Путаясь в пальцах, она с трудом расстегнула сумочку и стала бросать Трофимову в лицо мятые бумажки. Деньги не долетали, крутились в воздухе, мягко опускались на пол.
— Подбери, — сказал Трофимов, и глаза его хищно заблестели. — Подбери, говорю.
Рука его потянулась к пряжке ремня, и Лиза поняла, что сейчас ее ударят, первый раз в жизни, и ударит этот самый смазливый офицер, первая ее любовь, ударит здесь, на немецкой земле, вдали от могил родителей, которые за всю жизнь руки на нее не подняли, ударит ее, свободомыслящего человека, только потому, что она воспользовалась его гостеприимством, разрешила обмануть себя.
Это было невозможно, невозможно, все построение жизни летело к черту, так долго накапливаемое доверие рушилось, это было невозможно, потому что не могла же она так ошибиться пять лет назад, когда без памяти влюбилась в печального мальчика Пашеньку Трофимова!
— Подбери, — повторил он.
Лиза подняла и, пока Трофимов пересчитывал деньги, смотрела на его приглаженные волосы и думала: неплохо бы его сейчас, а?
— Убить ты меня не убьешь, — сказал Трофимов. — Тебе без меня — конец.

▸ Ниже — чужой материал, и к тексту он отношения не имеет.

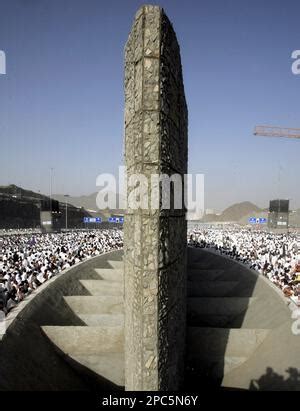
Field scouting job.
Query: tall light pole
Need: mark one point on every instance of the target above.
(51, 176)
(66, 195)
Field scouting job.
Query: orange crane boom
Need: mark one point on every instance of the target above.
(270, 131)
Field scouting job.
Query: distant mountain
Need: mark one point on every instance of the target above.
(235, 213)
(239, 210)
(89, 203)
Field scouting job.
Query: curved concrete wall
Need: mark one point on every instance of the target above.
(27, 358)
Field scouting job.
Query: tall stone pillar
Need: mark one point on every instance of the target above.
(155, 239)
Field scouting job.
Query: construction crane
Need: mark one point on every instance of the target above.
(270, 131)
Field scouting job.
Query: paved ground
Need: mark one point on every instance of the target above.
(239, 334)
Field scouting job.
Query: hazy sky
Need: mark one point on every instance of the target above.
(62, 102)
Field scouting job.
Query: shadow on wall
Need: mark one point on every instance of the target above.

А деньги отдавать будешь. Все. До пфеннига.
Он протянул Лизе несколько бумажек.
— На! На бумагу хватит. Ну, бери же! — крикнул он.
И Лиза взяла, поспешно, как нищенка, чуть не произнеся: «Спасибо».
29
Всю ночь мучил старика Михаил. Он шел по степи и тащил на себе ковер. Он пытался перенести свернутый в трубку ковер через степь.
Ковер не умещался на его узких плечах, распадался и краем волочился по земле. Тогда Михаил хватал упирающийся ковер руками и тащил его за собой. Ковер постепенно раскрылся весь, казалось, что не ковер Михаил тащит за собой, а всю бескрайнюю степь.
— Помоги, — попросил Михаил.
— Как я могу помочь тебе, — сказал старик, — когда я в тюрьме?
— Зачем же ты, — спросил Михаил, — впутал меня в эту историю с коврами, нельзя же, в самом деле, все ковры на Украине скупить?
— Можно, — сказал старик. — Не пропадать же коврам, они красивые, а в селах зерно на них сушат.
— Нутро у тебя спекулянтское, — сказал Михаил бросил ковер и лег.
— Это наследственное. Если за день ничего не куплю или не продам — день зря прожит.
Михаил лежал на ковре, закрыв глаза. Веки, нагретые солнцем, дрожали.
— Ты только еще раз не умри, — попросил старик. — Я этого не переживу.
— А ты и меня продай, — сказал Михаил. — Видишь, какой я стал.
Руки его, и без того тонкие, стали еще тоньше, он усыхал до размеров стебля.
— Без тебя невозможно, — сказал старик. — Бессмысленно без тебя.
Взгляд старика стал подниматься над Михаилом, парить, будто это не взгляд, а сам старик взлетел, стараясь не упустить друга из виду. Стебель оставался, улетал старик, ковер превращался в точку, и вскоре размыло ковер в степи…
Неприятнейший сон! Старик проснулся, барак спал как одно огромное тело, которому снятся разные сны. Кто храпел, кто свистел, кто попукивал.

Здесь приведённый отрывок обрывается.